Characteristics Of Toxic Love

On many occasions toxic love causes us to put aside our friendships. The problem is, if the relationship ends, those friendships we neglect will be gone.

Toxic love is present in many more relationships than we realize. Something that takes relationships down a path of bitterness and a future of imminent end.

However, maybe it’s the kind of love we were taught. The one that we learn is the result of fears, our illusions and our beliefs a little bit wrong.

Today we will cover some of the characteristics of toxic love that are keeping us from experiencing happiness and fulfillment in our relationships.

try to change the other

In toxic love, a constant is the intention to change the other person. We want you to become the picture of the perfect partner we have in our minds.

In this way,  we avoid accepting the other person and loving them as they are. What we really love is the idea that one day the next becomes the perfect partner we’ve been dreaming up in our heads.

This only brings frustration, since changing someone is an arduous task, it wastes a lot of energy and probably will not bring the desired results.

Emotional Dependence

It is possible to say that this is one of the great evils of our time. The fear of being alone, that no one wants us, makes us emotionally dependent.

Sometimes, behind this attitude hides a childhood full of emotional needs and traumas  that caused all this in future established relationships.

However, emotional dependence absorbs, consumes and confuses love with a strong addiction.

owning is not love

This is another of the big misconceptions that lead many couples down the path of bitterness.

  • Possessing, not allowing to breathe, oppressing, controlling, is not love, it is insecurity.
  • Nobody owns us, nor do we belong to anyone.
  • We are free and we never have to find ourselves in this situation.

However, behind all this possession there is a distrust of the partner. A fear that he will be unfaithful, that he will get involved with other people, that he will abandon him.

Sometimes this arises because the person himself has thoughts of this type. At other times, it is the result of a negative experience from which the person was hurt for some of these reasons.

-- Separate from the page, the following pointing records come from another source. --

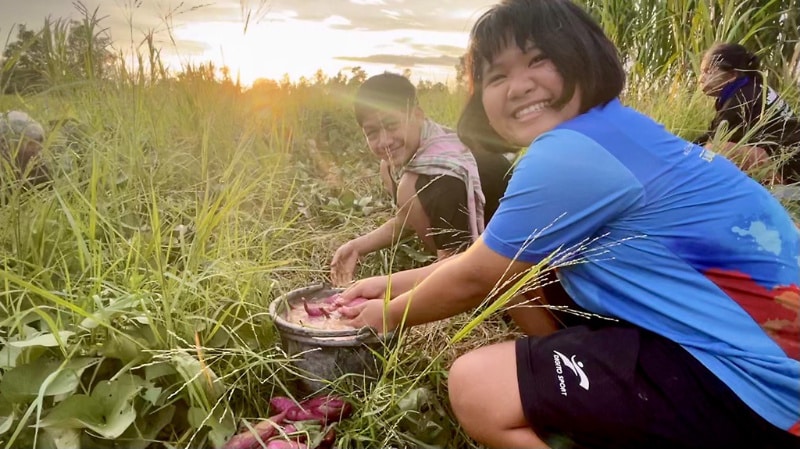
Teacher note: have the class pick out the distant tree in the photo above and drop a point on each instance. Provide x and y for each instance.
(358, 76)
(61, 51)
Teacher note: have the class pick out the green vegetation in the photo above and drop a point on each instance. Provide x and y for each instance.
(133, 307)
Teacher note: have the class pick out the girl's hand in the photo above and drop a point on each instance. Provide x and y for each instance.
(370, 288)
(369, 314)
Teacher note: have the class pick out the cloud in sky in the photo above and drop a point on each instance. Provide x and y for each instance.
(282, 36)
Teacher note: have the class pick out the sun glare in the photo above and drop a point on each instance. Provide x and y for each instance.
(298, 48)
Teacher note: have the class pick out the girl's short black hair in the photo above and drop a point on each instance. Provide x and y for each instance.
(733, 58)
(387, 91)
(565, 33)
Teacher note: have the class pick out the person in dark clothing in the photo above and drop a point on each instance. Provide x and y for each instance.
(444, 191)
(759, 122)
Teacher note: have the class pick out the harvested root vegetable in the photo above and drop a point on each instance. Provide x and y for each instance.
(322, 408)
(315, 310)
(321, 314)
(286, 444)
(263, 431)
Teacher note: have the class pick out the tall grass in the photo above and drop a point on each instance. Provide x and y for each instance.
(180, 206)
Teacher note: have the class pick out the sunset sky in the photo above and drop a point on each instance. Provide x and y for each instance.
(282, 36)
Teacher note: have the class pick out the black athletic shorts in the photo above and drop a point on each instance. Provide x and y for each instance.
(612, 385)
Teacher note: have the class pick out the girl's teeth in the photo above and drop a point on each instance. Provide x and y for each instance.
(530, 109)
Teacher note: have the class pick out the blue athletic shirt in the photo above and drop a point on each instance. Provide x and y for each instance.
(670, 237)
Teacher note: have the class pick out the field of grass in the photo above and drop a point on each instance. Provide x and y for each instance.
(133, 306)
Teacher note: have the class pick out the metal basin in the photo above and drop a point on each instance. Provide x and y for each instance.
(322, 356)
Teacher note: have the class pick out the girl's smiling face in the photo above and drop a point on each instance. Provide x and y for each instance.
(518, 89)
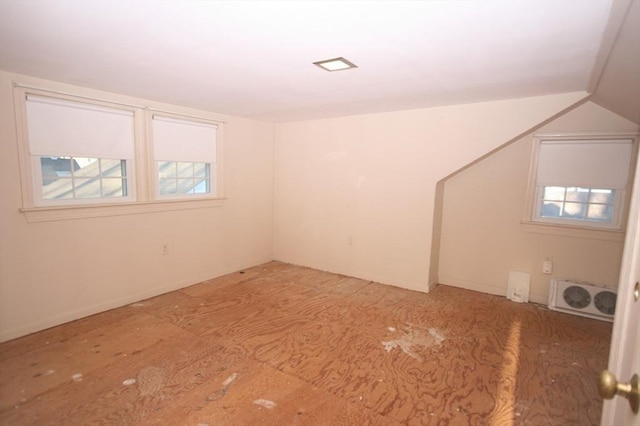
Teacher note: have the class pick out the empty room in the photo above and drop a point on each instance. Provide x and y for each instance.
(319, 212)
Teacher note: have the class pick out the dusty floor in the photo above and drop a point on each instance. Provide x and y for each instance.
(284, 345)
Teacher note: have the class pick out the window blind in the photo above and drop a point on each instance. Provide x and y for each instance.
(584, 163)
(182, 140)
(66, 128)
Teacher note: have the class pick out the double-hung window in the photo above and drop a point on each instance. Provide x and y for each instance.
(86, 157)
(185, 157)
(583, 182)
(79, 152)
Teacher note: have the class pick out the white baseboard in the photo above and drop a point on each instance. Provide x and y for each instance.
(64, 317)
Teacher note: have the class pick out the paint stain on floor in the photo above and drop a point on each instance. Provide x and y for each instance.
(414, 338)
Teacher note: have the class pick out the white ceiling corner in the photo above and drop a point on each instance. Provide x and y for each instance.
(255, 58)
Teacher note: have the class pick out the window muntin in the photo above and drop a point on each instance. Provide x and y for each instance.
(581, 181)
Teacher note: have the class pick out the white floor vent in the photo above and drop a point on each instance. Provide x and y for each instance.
(582, 299)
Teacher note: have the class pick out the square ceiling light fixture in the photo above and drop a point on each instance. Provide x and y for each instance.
(335, 64)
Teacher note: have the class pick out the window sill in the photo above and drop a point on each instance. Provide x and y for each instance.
(573, 231)
(49, 214)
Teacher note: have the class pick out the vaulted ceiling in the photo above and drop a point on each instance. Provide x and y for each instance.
(255, 58)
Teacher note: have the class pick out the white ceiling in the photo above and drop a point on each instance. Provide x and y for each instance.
(254, 58)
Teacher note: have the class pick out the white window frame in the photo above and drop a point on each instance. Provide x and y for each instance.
(141, 170)
(535, 190)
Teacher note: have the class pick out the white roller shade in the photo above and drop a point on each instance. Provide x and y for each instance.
(182, 140)
(585, 163)
(66, 128)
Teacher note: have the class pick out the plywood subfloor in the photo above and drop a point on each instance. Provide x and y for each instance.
(284, 345)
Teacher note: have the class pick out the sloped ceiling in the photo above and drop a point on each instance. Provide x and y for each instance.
(254, 58)
(618, 88)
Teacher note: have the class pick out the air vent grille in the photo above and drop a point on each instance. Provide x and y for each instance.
(582, 299)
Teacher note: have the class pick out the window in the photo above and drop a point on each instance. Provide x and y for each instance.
(581, 181)
(82, 178)
(185, 155)
(80, 152)
(84, 157)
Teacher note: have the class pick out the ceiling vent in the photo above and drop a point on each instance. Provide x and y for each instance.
(582, 299)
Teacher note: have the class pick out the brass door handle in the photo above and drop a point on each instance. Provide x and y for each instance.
(610, 387)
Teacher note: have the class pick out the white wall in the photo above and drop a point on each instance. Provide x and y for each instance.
(482, 235)
(356, 195)
(53, 272)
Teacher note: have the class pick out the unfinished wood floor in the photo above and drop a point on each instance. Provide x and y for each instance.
(285, 345)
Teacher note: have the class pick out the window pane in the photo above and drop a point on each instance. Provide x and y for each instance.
(574, 210)
(113, 168)
(580, 195)
(604, 196)
(167, 186)
(201, 186)
(53, 168)
(82, 178)
(201, 169)
(185, 169)
(600, 212)
(167, 169)
(551, 209)
(114, 187)
(87, 188)
(184, 178)
(85, 167)
(60, 189)
(554, 193)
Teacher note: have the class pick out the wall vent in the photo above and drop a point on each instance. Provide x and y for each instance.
(582, 299)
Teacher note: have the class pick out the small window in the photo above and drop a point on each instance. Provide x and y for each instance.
(80, 152)
(582, 181)
(178, 177)
(185, 155)
(82, 178)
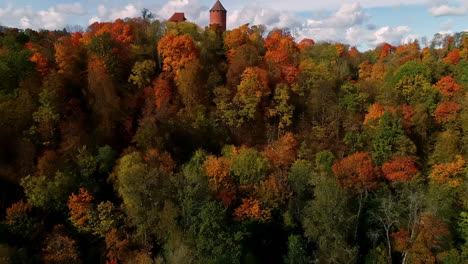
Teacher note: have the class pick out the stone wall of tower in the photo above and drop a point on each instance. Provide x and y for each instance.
(218, 17)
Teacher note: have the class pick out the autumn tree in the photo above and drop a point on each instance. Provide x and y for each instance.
(68, 50)
(42, 63)
(142, 73)
(249, 167)
(282, 108)
(280, 55)
(245, 104)
(327, 221)
(357, 172)
(176, 51)
(425, 243)
(60, 248)
(446, 111)
(448, 87)
(80, 206)
(283, 151)
(221, 182)
(399, 169)
(251, 209)
(103, 96)
(450, 173)
(19, 218)
(388, 138)
(453, 57)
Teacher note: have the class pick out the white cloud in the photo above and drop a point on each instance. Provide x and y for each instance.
(346, 25)
(72, 9)
(447, 25)
(348, 15)
(354, 34)
(93, 20)
(24, 22)
(129, 10)
(193, 9)
(27, 17)
(308, 5)
(256, 15)
(51, 18)
(102, 10)
(441, 9)
(391, 35)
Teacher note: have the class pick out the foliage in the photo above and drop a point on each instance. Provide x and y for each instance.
(147, 141)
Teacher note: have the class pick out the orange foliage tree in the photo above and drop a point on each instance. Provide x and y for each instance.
(59, 248)
(80, 206)
(250, 209)
(306, 43)
(399, 169)
(42, 63)
(236, 38)
(163, 91)
(375, 112)
(450, 174)
(218, 171)
(67, 51)
(357, 172)
(453, 57)
(447, 86)
(177, 51)
(446, 111)
(283, 151)
(281, 53)
(422, 246)
(273, 192)
(387, 49)
(365, 70)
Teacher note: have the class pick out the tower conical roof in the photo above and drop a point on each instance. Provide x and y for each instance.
(218, 7)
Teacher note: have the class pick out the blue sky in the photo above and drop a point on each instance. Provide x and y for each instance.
(364, 23)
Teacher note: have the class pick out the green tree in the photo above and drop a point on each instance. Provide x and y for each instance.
(249, 167)
(328, 223)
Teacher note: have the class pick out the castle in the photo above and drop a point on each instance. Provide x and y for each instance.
(218, 15)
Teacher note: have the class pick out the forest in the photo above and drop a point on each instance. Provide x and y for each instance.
(145, 141)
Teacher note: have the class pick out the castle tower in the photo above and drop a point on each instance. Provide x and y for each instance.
(218, 15)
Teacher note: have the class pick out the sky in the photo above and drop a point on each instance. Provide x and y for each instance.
(361, 23)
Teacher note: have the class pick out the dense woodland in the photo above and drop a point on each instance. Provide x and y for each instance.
(141, 141)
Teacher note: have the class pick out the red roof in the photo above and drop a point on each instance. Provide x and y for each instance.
(177, 17)
(218, 7)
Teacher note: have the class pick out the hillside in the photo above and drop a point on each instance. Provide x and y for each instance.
(141, 141)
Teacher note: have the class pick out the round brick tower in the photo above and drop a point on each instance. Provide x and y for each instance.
(218, 15)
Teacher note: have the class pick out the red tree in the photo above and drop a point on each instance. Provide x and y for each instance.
(446, 111)
(399, 169)
(447, 86)
(357, 172)
(453, 57)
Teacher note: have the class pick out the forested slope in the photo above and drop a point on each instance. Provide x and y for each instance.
(141, 141)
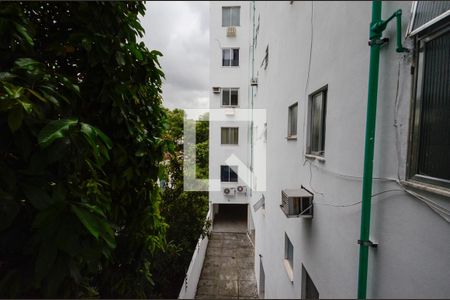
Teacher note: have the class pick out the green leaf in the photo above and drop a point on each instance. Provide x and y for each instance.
(87, 45)
(28, 107)
(37, 196)
(37, 95)
(23, 32)
(26, 63)
(55, 130)
(119, 58)
(6, 76)
(45, 259)
(15, 118)
(136, 52)
(89, 220)
(8, 210)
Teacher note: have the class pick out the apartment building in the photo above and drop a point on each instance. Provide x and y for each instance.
(307, 64)
(229, 135)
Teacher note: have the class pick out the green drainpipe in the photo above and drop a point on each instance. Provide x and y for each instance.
(377, 26)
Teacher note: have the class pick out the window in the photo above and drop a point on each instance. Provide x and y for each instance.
(230, 97)
(309, 290)
(228, 173)
(231, 16)
(288, 251)
(292, 121)
(317, 114)
(430, 124)
(427, 14)
(230, 57)
(229, 135)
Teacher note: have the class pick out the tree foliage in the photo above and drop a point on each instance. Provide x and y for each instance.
(81, 144)
(184, 212)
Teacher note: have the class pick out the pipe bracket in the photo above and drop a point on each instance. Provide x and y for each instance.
(367, 243)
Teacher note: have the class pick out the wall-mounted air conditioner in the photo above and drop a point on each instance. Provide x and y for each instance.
(297, 203)
(231, 31)
(241, 189)
(230, 192)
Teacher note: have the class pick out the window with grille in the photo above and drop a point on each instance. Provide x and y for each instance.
(288, 251)
(430, 138)
(228, 174)
(316, 126)
(265, 61)
(230, 57)
(230, 97)
(229, 135)
(292, 121)
(231, 16)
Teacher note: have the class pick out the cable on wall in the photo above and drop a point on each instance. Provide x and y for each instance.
(438, 209)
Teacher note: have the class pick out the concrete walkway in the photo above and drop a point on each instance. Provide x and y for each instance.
(228, 269)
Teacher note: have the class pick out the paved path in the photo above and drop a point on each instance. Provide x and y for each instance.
(228, 269)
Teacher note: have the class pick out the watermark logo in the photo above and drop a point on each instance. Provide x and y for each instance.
(248, 157)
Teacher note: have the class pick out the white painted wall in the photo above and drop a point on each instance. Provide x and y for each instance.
(228, 77)
(412, 259)
(189, 287)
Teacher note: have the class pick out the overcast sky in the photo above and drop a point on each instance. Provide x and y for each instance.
(180, 31)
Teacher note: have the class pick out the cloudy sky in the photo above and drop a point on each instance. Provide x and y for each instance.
(180, 30)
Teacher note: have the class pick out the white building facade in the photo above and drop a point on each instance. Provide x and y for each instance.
(311, 62)
(229, 137)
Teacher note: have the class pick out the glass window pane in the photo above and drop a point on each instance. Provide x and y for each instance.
(226, 57)
(224, 136)
(234, 97)
(225, 97)
(234, 139)
(224, 174)
(235, 61)
(434, 137)
(292, 120)
(226, 11)
(235, 16)
(233, 174)
(316, 123)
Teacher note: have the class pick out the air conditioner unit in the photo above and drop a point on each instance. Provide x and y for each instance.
(231, 31)
(230, 192)
(297, 203)
(241, 189)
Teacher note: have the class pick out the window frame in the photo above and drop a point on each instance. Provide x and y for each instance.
(321, 153)
(230, 17)
(229, 135)
(232, 52)
(412, 167)
(229, 97)
(287, 242)
(232, 168)
(291, 136)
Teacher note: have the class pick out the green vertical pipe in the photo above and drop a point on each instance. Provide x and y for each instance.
(369, 149)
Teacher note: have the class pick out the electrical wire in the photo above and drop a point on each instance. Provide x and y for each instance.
(307, 78)
(439, 209)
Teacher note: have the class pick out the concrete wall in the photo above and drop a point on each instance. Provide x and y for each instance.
(412, 259)
(189, 288)
(228, 77)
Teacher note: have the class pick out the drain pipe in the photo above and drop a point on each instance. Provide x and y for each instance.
(377, 26)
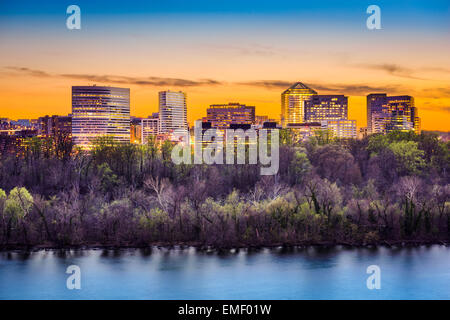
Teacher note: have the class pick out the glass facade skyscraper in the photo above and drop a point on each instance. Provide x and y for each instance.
(293, 102)
(172, 112)
(326, 107)
(222, 116)
(100, 111)
(387, 113)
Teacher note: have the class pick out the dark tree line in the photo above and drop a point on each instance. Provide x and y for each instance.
(383, 188)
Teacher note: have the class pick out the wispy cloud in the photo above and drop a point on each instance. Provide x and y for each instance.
(117, 79)
(402, 71)
(351, 89)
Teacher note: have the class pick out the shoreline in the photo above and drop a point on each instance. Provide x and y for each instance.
(205, 247)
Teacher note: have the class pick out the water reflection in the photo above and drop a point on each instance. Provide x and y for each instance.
(187, 273)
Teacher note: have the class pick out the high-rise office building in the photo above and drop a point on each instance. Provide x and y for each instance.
(149, 127)
(293, 102)
(387, 113)
(100, 111)
(222, 116)
(341, 128)
(172, 113)
(326, 107)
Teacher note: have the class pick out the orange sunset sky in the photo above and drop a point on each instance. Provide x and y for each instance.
(220, 57)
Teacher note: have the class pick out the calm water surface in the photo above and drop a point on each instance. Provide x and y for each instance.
(338, 273)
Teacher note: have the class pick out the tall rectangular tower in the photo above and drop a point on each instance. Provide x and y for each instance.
(172, 112)
(100, 111)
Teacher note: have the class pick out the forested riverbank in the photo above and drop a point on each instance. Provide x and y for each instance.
(383, 189)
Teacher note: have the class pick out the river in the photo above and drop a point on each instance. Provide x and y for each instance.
(159, 273)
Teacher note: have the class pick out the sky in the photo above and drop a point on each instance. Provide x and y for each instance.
(221, 51)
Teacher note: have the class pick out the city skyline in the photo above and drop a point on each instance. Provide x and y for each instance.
(219, 53)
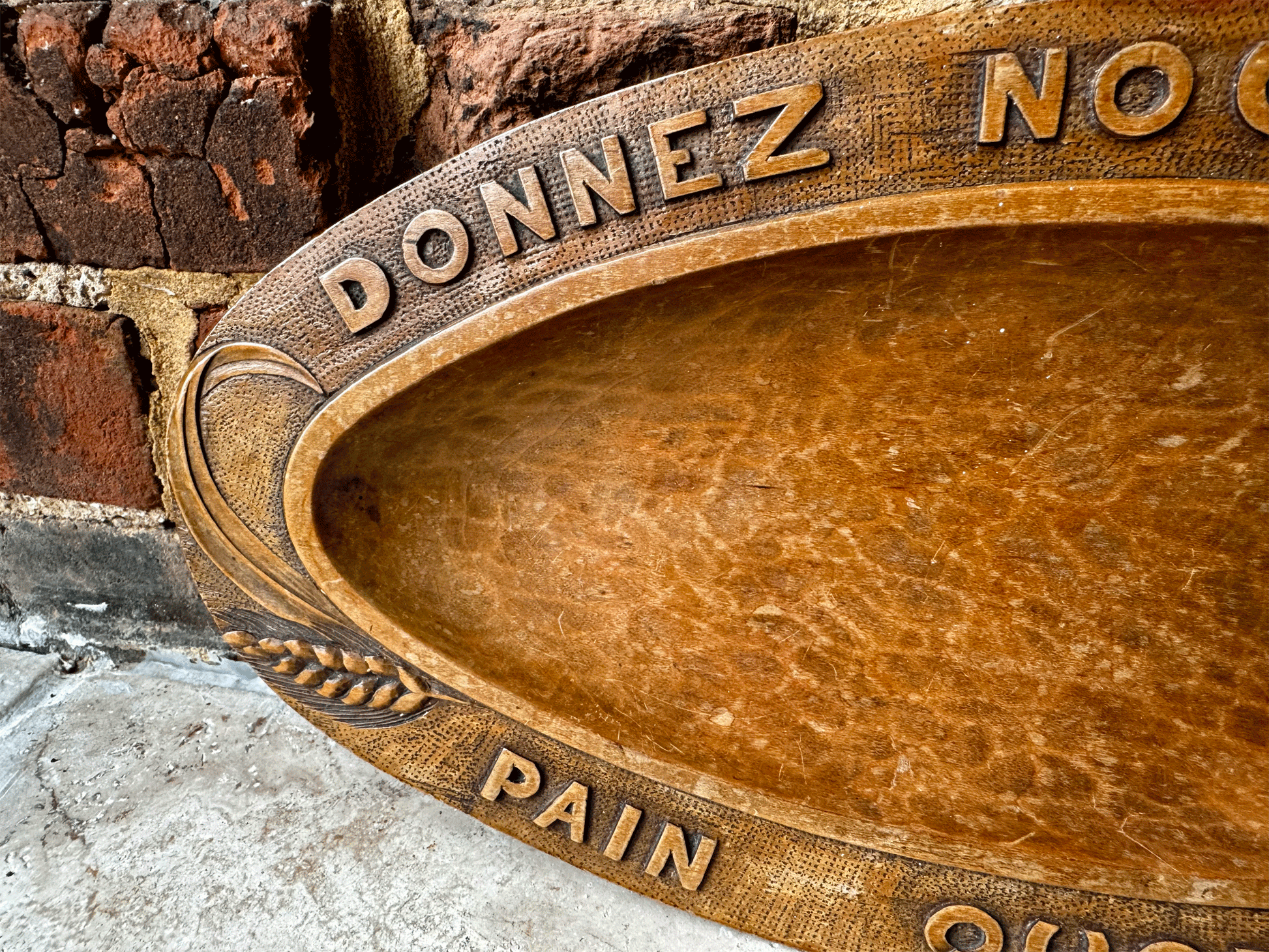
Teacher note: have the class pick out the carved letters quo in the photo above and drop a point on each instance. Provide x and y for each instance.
(519, 779)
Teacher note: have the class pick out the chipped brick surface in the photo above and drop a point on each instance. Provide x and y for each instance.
(98, 213)
(29, 140)
(72, 406)
(20, 234)
(256, 197)
(170, 36)
(159, 115)
(271, 37)
(196, 139)
(53, 40)
(501, 70)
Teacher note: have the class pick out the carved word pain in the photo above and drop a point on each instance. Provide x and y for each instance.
(519, 779)
(991, 938)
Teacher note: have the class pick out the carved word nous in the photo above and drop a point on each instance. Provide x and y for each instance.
(1038, 936)
(1004, 82)
(519, 779)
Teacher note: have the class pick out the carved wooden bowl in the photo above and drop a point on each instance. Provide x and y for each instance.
(863, 554)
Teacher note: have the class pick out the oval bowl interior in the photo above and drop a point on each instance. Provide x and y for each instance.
(942, 543)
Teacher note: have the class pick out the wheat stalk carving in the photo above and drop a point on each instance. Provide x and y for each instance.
(338, 673)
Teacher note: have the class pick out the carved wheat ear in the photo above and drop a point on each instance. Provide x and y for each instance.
(226, 540)
(338, 673)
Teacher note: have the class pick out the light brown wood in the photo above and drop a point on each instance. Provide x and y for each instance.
(850, 528)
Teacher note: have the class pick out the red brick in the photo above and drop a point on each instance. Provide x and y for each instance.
(166, 116)
(170, 36)
(29, 140)
(72, 406)
(98, 213)
(504, 69)
(20, 234)
(52, 40)
(107, 68)
(259, 194)
(271, 37)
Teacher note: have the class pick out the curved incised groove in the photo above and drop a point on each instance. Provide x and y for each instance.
(226, 540)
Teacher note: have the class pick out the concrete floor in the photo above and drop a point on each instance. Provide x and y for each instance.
(181, 807)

In the face of frustration, raise your hand

Hitting someone you claim to love, mistreating them, is not something that should be allowed. No matter how bad things have been done,  no one should ever raise a hand to you (and vice versa).

When your partner mistreats you, sometimes not just physically but also verbally, it’s evidence that love is being toxic.

The differences must be talked about,  no one has to be subjected to the force of the other’s will. Respect has to be always present.

goodbye to friendships

It’s understandable that in the first few months of a relationship you break up and think little of your friendships. The novelty calls and you want to know many things about that person who captivated you in such a short time.

However, when this extends after a year, two or three, the situation can be more delicate.

  • You don’t go anywhere if you don’t take your partner with you, you don’t stay with your friends if your other half can’t, and your encounters with them decrease dramatically.
  • There’s something you might not consider, is that  friendships, if taken care of, last a lifetime. However, a relationship sometimes has its days numbered.

Be careful, because when the other is missing you will want to take refuge with your friends. However, perhaps they are no longer there for you.

Toxic love is based on illusions

This is the toxic love that we are hard pressed to let go of, as it has a lot to do with the first phase of involvement.

Expectations and illusions make us idealize our partner. But what happens after time passes? That all this ends and we start to worry about things that were overlooked before?

Many couples don’t know why their relationship has changed over time. But mature love opens its eyes from the beginning and doesn’t get carried away by expectations that are only real in our minds.

Have you identified with any of these types of toxic love? Now that you know them,  it’s time to avoid falling into them,  even if it’s difficult and takes a lot of effort.